Today’s post is by Cody White, Archivist and Subject Matter Expert for Native American Related Records.
In 1913 Philip Longergan, superintendent of the Pueblo day schools, received a deal he couldn’t refuse. Even marked CONFIDENTIAL, adding validity to just how great a deal it was, Longergan was entitled…to purchase an A.G. Spalding and Brothers Incorporated All-Steel Apparatus for the Playground…for 20% off!
Today probably considered the same type of junk mail we regularly toss, or sales emails we just as quickly delete, this certificate was duly saved by Longergan’s office and today will help us highlight the detail at which the then-new decimal filing system within the Bureau of Indian Affairs field jurisdictions sorted records, helping us today easily find records and correspondence in Record Group 75: Records of the Bureau of Indian Affairs.
For the entirety of the 19th century Bureau of Indian Affairs (BIA) jurisdictions across the country had typically filed their correspondence chronologically, either by incoming or outgoing, with some variances in indexing and sub-organizing. This all began to change when on August 20, 1907, the BIA central office ceased maintaining separate series of incoming and outgoing correspondence and began filing correspondence according to a decimal-subject classification system, called the Central Classified Files. At the same time, BIA jurisdictions across the country too began to abandon the old way and adopted a host of new filing codes, varying by reservation agency. This led to different systems even on reservations next to one another – for example within Montana alone at the very same time, the Crow Agency used code 129 for records about Indian fairs; the Flathead Agency used 129 for racial discrimination records, and the Blackfeet Agency used it for enrollment records. The Fort Peck Indian Agency might hold the record for most systems; after abandoning chronologically organized correspondence in 1906, they used a subject filing system from 1907-1911, an alphabetical system in 1911, an alphanumeric system from 1912-1915, and finally a homegrown numerical system until 1925, when on January 1, 1926, a standard decimal code system was put into place for all field jurisdictions. Today this means one can approach a massive correspondence collection and immediately zero in on a particular topic, and then go to another reservation agency and do the same.
To find an example in order to highlight how the system works, let us go back to September 1912 to a conference of BIA school superintendents held at the Haskell Institute in Kansas. It was there a set of resolutions was adopted to govern the management of BIA schools. Many of the resolutions are largely familiar to those who have researched boarding schools, such as the use of military-esque training and the focus on homemaking education, but they also decreed that all schools should have playgrounds installed.

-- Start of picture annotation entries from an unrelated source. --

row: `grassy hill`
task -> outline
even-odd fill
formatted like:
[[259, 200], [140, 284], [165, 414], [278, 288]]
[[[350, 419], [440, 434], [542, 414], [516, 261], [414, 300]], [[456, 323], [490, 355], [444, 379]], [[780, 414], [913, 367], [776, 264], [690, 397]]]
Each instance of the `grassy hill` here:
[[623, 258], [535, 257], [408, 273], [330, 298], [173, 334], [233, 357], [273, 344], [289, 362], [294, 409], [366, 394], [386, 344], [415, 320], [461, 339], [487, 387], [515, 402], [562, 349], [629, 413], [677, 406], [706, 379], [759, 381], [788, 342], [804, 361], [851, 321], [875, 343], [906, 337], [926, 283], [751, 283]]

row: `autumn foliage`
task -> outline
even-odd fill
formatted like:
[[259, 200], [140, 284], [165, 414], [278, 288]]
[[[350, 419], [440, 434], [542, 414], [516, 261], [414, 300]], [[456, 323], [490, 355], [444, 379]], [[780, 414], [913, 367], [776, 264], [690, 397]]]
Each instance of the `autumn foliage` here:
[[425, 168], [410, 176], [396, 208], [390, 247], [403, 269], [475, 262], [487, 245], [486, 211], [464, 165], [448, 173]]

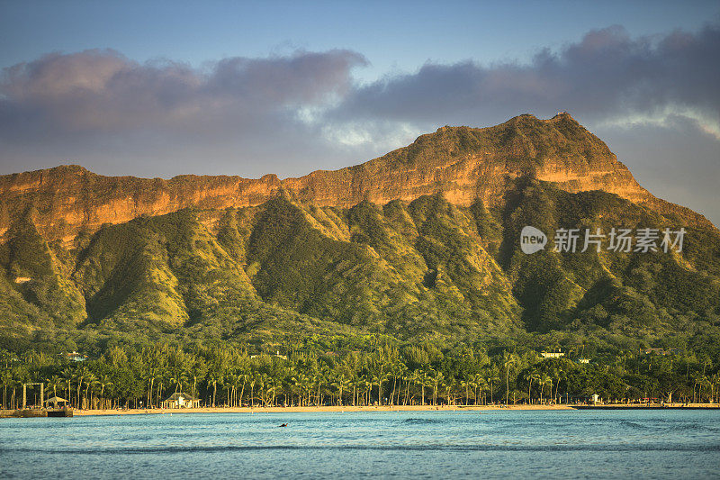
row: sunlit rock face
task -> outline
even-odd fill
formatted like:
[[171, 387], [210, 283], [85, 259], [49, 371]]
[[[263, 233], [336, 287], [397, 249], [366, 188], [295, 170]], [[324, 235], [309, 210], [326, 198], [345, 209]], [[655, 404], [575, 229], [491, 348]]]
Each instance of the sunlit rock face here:
[[518, 177], [552, 182], [568, 192], [603, 190], [661, 213], [708, 226], [688, 209], [640, 186], [608, 146], [567, 113], [549, 120], [520, 115], [493, 127], [443, 127], [411, 145], [361, 165], [318, 170], [299, 178], [179, 176], [169, 180], [104, 177], [78, 166], [0, 177], [0, 235], [30, 214], [49, 240], [70, 242], [81, 231], [189, 206], [225, 209], [263, 204], [284, 191], [318, 206], [384, 204], [443, 193], [468, 206], [501, 205]]

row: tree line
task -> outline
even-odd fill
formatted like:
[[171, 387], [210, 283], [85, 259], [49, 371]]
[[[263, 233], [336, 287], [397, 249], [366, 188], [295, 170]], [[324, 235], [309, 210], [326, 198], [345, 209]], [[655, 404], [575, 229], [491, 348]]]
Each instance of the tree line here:
[[[158, 408], [175, 393], [204, 406], [480, 405], [584, 402], [717, 402], [720, 361], [692, 353], [626, 352], [590, 364], [537, 351], [370, 341], [358, 350], [248, 353], [237, 344], [115, 345], [95, 358], [0, 350], [3, 408], [42, 383], [79, 409]], [[28, 404], [39, 392], [31, 390]]]

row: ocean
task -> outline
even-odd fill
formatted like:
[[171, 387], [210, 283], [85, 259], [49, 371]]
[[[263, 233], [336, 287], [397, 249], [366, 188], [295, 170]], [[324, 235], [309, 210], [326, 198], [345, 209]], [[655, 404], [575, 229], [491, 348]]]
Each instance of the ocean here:
[[0, 420], [0, 478], [220, 476], [720, 478], [720, 411]]

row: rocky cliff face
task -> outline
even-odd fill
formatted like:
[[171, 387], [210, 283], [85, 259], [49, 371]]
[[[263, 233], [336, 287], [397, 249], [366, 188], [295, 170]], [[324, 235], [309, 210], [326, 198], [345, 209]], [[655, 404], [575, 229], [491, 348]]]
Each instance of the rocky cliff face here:
[[571, 193], [603, 190], [687, 222], [709, 226], [688, 209], [660, 200], [634, 180], [598, 138], [567, 113], [549, 120], [520, 115], [494, 127], [443, 127], [411, 145], [362, 165], [319, 170], [280, 180], [180, 176], [104, 177], [63, 166], [0, 177], [0, 238], [18, 218], [32, 216], [46, 239], [70, 242], [104, 223], [176, 212], [188, 206], [239, 208], [263, 204], [280, 191], [318, 206], [350, 207], [363, 200], [384, 204], [442, 192], [468, 206], [504, 202], [511, 181], [526, 176]]

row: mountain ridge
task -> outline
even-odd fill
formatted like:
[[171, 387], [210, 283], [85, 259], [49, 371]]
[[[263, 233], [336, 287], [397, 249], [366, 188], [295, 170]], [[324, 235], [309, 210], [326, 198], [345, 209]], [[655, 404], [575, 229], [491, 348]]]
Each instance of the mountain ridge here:
[[0, 177], [0, 239], [30, 213], [50, 240], [71, 242], [105, 223], [169, 213], [190, 206], [259, 205], [280, 192], [303, 203], [348, 208], [443, 193], [453, 204], [501, 204], [514, 178], [551, 182], [571, 193], [603, 190], [663, 213], [712, 227], [689, 209], [643, 188], [608, 146], [565, 113], [548, 120], [523, 114], [492, 127], [442, 127], [412, 144], [363, 164], [280, 179], [181, 175], [170, 179], [105, 177], [60, 166]]

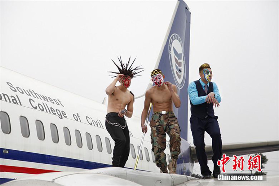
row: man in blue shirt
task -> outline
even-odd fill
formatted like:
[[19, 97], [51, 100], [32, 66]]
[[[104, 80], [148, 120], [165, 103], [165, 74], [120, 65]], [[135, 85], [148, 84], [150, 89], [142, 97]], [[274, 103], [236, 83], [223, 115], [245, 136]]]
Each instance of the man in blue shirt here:
[[213, 175], [215, 178], [217, 178], [220, 174], [217, 162], [221, 157], [222, 142], [217, 121], [218, 117], [214, 115], [213, 106], [219, 107], [221, 98], [217, 85], [211, 82], [212, 74], [209, 64], [205, 63], [202, 65], [199, 70], [201, 78], [191, 82], [188, 88], [191, 105], [191, 131], [201, 172], [204, 178], [210, 178], [211, 173], [207, 166], [204, 148], [205, 131], [212, 138]]

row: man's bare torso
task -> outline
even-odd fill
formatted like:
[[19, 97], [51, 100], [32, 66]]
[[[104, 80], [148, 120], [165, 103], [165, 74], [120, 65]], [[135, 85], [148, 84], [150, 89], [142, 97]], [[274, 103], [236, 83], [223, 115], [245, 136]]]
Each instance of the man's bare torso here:
[[123, 91], [119, 88], [120, 86], [114, 87], [114, 92], [108, 95], [108, 113], [118, 113], [125, 108], [126, 106], [133, 100], [134, 96], [128, 89]]
[[171, 94], [166, 85], [161, 87], [154, 86], [148, 91], [150, 93], [153, 112], [173, 111]]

Schools and agencies started building playgrounds and with the new filing system, where would the purchase and construction of them fit? We start with the hundreds, where each span is broken up into a large broad topic such as finance, lands, and education. We turn to 500, “Supplies and Farm Stock.” Under that, we turn to 510 for “Annual Estimate or Open Market Purchases.” At that point we break into the decimal points, to denote the type of purchase. 510.220 is for “Miscellaneous Articles” with each decimal having empty slots to build in topics at a later point. Under that, we then finally drill down to 510.223, “Playground Equipment.”